Shoulder of Lamb Roasted with Herbs, Young Spinach and Cream Garlic


Rating: 3.00 / 5.00 (2 Votes)


Total time: 45 min

Servings: 4.0 (servings)

Lamb:















Spinach:








Cream garlic:








Potatoes:







Instructions:

Add fresh kitchen herbs and the garlic bulb cut in half, roast for about 30 minutes. Add the root vegetables and fry until they have taken color. Add paradeis pulp, extinguish with red wine. Then roast for another 1 hour. The meat should be juicy and easily detach from the bone.

For the spinach: in a sauté pan with as large a bottom as possible, brown the butter, then drop in the washed and well drained spinach leaves (with the pan covered). Mix briefly so that spinach cooks as evenly as possible. Add the cream, briefly roll gently, then season with salt, pepper and freshly grated Muskt.

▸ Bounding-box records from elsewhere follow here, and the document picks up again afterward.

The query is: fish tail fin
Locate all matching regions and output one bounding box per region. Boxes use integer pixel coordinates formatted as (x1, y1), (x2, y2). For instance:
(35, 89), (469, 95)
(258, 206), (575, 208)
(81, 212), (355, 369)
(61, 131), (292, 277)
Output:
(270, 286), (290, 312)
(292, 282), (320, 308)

For the creamed garlic: briefly sauté peeled garlic cloves in butter (it must not take color), extinguish with white wine, simmer briefly with the lid closed and refine with a small amount of cream at the end.

Cut the lamb shoulder into pieces and serve with young spinach and creamed garlic.

As an additional dish, new potatoes taste exceptionally good with it: Just rinse, halve, boil in strong salted water, drain and finish with a tiny bit of butter and cream. Sprinkle with finely chopped wild garlic.

Tip: Did you know that one bowl of spinach already covers the entire daily requirement of vitamin K and beta-carotene?